Goodman talked about Fox’s NCAA Tournament run. Nobody benefited more from March Madness than Fox.
He took Kentucky to the Elite 8 and notched 85 total points in four games on 50.0 percent shooting.
“I think he’s only helped by his character, too. I mean, high-character kid, shined when it mattered in the NCAA tournament, for the most part. I think you’re looking at a guy who’s certainly going to go in the top 10 and could go as high as 5.”
Fraschilla compared Monk to ex-Knick Jamal Crawford and said he’ll make an excellent Sixth Man.
He also pointed out the biggest knock on Monk: His size and below-average wingspan. Always with draft prospects and the wingspan.
The 19-year-old can be much better on offense than the skilled shooter he already is.
“I wish he was 6-5 and not 6-3 with an average swing span, because for me the poster child for Malik Monk is what Jamal Crawford has done in his career. I think Malik, once he settles into his NBA career, is going to be a scorer off the bench,” Fraschilla said. “I know he probably wouldn’t want to hear that, but he is a — he is still a volume shooter. He had the ultimate green light in high school. He had a green light at Kentucky. It actually hurt them at times. He can put the ball in the basket. There’s no doubt about it. But the fact that he’s undersized, with a below-average wingspan for the position, he is going to have to become what I call a technician. He is really going to have to work on NBA footwork, creating space and separation. It’s all there for him because when you draft these guys nowadays, for the most part, they’re NBA Silly Putty. You get to mold them with your coaching staff. You know, I like him. His NBA future to me is a lead off-the-bench scorer.”
Fraschilla was also asked which Wildcat he thought was a better fit for the triangle. An offense he admitted he didn’t like.
His answer wasn’t surprising. If the Knicks insist on running the triangle, which they unfortunately do, the point guard would be a better fit.

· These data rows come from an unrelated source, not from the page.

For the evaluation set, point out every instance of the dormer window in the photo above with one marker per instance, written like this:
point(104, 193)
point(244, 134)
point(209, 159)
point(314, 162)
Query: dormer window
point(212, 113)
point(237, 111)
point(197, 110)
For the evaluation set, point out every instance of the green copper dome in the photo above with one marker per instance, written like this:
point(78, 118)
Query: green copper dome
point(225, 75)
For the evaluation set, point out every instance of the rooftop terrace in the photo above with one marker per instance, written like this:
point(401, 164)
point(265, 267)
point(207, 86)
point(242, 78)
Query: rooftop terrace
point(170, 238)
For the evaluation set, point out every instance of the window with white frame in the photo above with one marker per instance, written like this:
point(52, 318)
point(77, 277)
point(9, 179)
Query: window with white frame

“I think you have to have a certain type of versatility and skill level to play in the triangle. De’Aaron is going to be able to fit most systems because of his speed,” he said. “I mean, it just doesn’t make sense to walk the ball up the court in the modern NBA into a half-court triangle set, so he’s going to be able to adjust. But you do have to have a certain type of versatility in my opinion to play in the pure triangle because everybody is interchangeable; you have to play multiple positions within the triangle, and that would cater to Frank’s versatility versus De’Aaron’s speed in the NBA game. But again, if you’re not running in the NBA and trying to get easy baskets, you’re probably not a playoff team.”
Elite Sports NY’s Charles Hart told us about Kristaps Porzingis‘ brother’s interview with ESPN. Janis Porzingis says his brother wishes “for the Knicks to create an environment where he can develop and grow as a player and win.” Good luck with that.